As I mentioned in my
earlier post, I will try to share some useful tips and tricks on improving reverse engineering experience whenever possible. For today, I would like to start by pointing the readers to a post made by Cody Pierce on TippingPoint's website over a year ago:
http://dvlabs.tippingpoint.com/blog/2008/10/09/mindshare-first-things-firstIn that post he discussed about the top down approach taken by them when analyzing binaries. Even though the post is more towards finding vulnerabilities, the same approach could also be applied when analyzing malicious samples. Anyway, this is the part of the post which we will be discussing today:
"With that said, one of the first things we do is look at the most cross referenced functions. By doing so, our efforts will always help future endeavors. Let's say we have a function that is called 4000 times throughout the binary. If we identify that it is a memory allocation routine, we have just made those other 4000 functions that much easier to understand. These common functions are the building blocks for more complex code we may encounter later."
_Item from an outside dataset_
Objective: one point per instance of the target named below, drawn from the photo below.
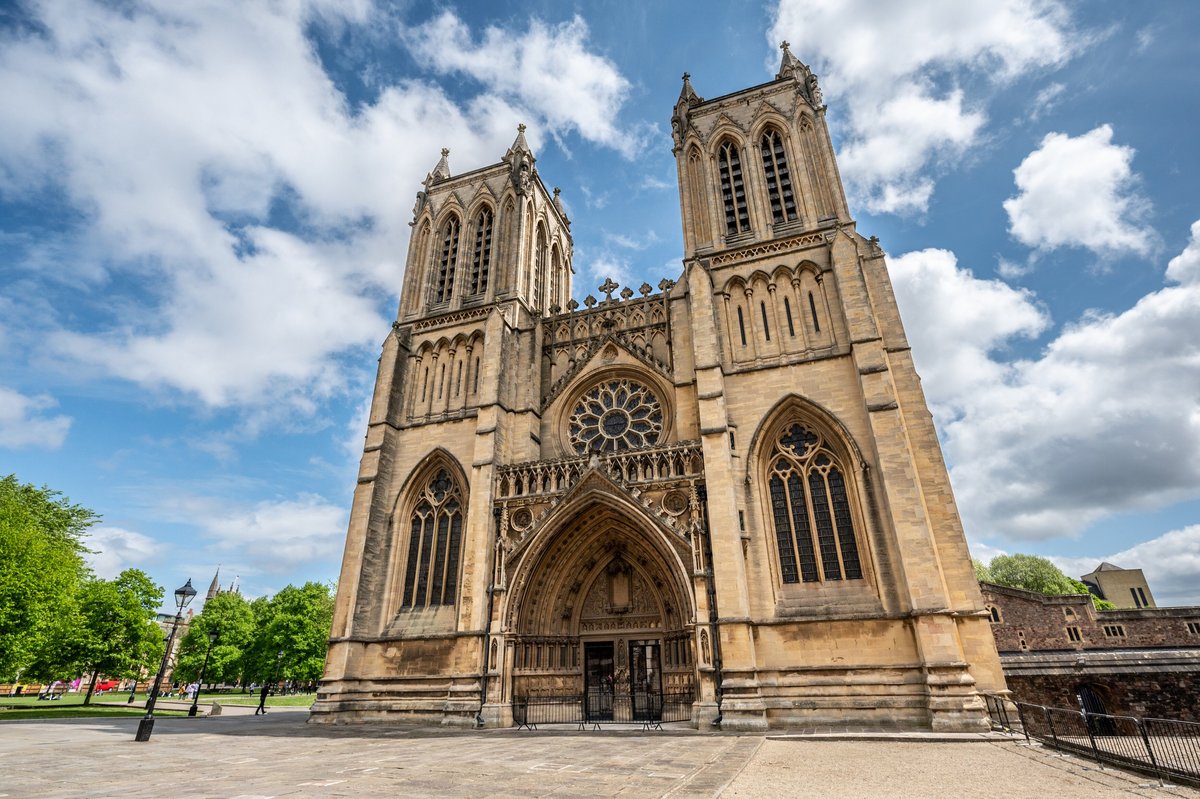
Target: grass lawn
(71, 707)
(288, 701)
This is very true especially to new analysts as I still remember how I was struggling the first time I analyzed a live sample, not knowing where to start analyzing wasn't a fun experience to me. Another interesting post is made by Dion with the subject "Differential Reversing" which was posted on his website not too long ago. You can find the link below:
http://dion.t-rexin.org/notes/2009/09/29/differential-reversing/But we will leave that for future discussion.
The ability to cross reference function calls is one of the great features being offered by
IDA Pro, It's really helpful to analysts especially when it comes to deciding which functions should be prioritized for analysis. Combine this with differential analysis, it becomes even more powerful to help analysts do their work faster.
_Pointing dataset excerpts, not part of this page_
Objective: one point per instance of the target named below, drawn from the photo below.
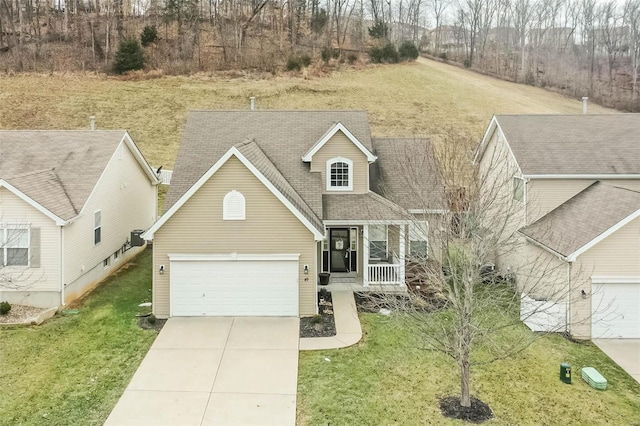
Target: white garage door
(247, 286)
(616, 310)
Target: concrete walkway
(215, 371)
(348, 330)
(624, 352)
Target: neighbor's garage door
(234, 288)
(616, 310)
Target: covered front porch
(365, 256)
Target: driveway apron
(215, 371)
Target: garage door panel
(234, 288)
(615, 310)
My only problem is that sometimes I just prefer, instead of going through the functions list in the dialogue box manually counting how many cross-references it has, to have IDA just give me the number (total). It will be even better if I can somehow have control over what kind of information related to a function I want IDA to display. I tried to Google for a plugin that will do such thing for me but couldn't find any (Maybe I just didn't try hard enough) The good news is, this can all be done with the provided IDA SDK and Gergely Erdélyi's
IDAPython just make things even easier and more fun.
Let me first list down the features that I would like to have in this plugin:
1) Print me some basics info about the function, its address, name and the segment where it's located.
2) Tell me how many locations are referencing to this functions. I would like to get the total of the code and data references and also the total for both types.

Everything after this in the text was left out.